Elon Musk, the 21st Century Industrialist

Wednesday, September 26th, 2012

Elon Musk is a 21st Century Industrialist — Steve Jobs, John D. Rockefeller, and Howard Hughes rolled into one. Even before he started Tesla and SpaceX he was running crazy ventures:

Musk put himself through Penn by throwing massive parties at a house he lived in with Adeo Ressi, another student. Ressi created day-glo artworks to give the house the feel of a club; Musk managed the finances. Ressi remembers Musk converting one of his works of art into a desk. “I’m like, ‘Dude, that’s like installation art in our party house.’ It wasn’t a desk. It was a work of art. The argument about this went on and on, and maybe today in his infinite wisdom he’ll admit that, ‘Adeo, that was art.’?” When asked about this, Musk says, “It was a desk.”

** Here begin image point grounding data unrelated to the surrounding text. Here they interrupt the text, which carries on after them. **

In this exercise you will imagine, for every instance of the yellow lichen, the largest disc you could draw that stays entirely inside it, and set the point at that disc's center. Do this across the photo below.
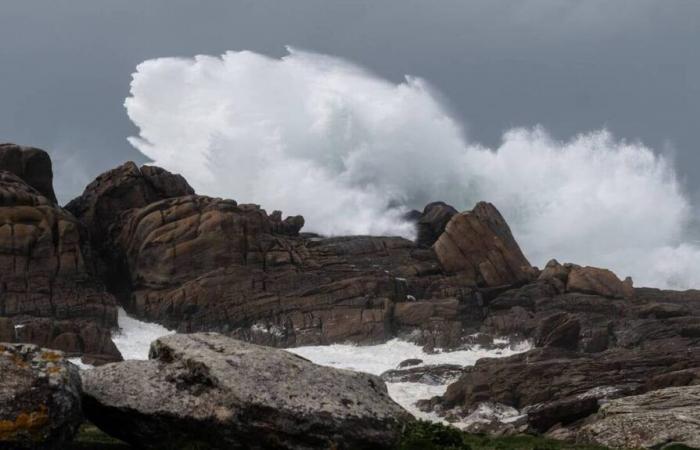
(30, 422)
(51, 356)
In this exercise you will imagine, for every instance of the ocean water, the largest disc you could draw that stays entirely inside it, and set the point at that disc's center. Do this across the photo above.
(376, 359)
(135, 337)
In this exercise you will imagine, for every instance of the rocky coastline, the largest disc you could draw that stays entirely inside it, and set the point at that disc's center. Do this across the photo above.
(611, 364)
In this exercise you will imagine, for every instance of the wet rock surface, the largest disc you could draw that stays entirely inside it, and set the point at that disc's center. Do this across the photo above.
(141, 237)
(479, 245)
(39, 398)
(653, 420)
(50, 294)
(434, 374)
(30, 164)
(209, 390)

As an undergraduate, Musk wrote business plans for an electronic book-scanning service and an “ultra-capacitor” energy storage venture. He bored dates with monologues on the wonders of electric cars. To get any of his grand projects started, he needed a lot of money. So in 1995 he bailed out of a graduate program in applied physics at Stanford and, with Kimbal, started an Internet map and directory venture called Zip2. Four years later, they sold Zip2 to Compaq Computer for more than $300 million.

Musk took his winnings and plowed them into another startup called X.com. This was basically an online bank and would later become PayPal. Musk was the largest shareholder — and, for a time, CEO — until EBay acquired it for $1.5 billion in 2002. He made $180 million.

Musk poured that fortune into SpaceX, Tesla, and SolarCity, and funded a data-center software company called Everdream, among other ventures. He palled around with Hollywood types, which is how he got to know Favreau. Musk executive-produced the satirical 2005 movie Thank You for Smoking.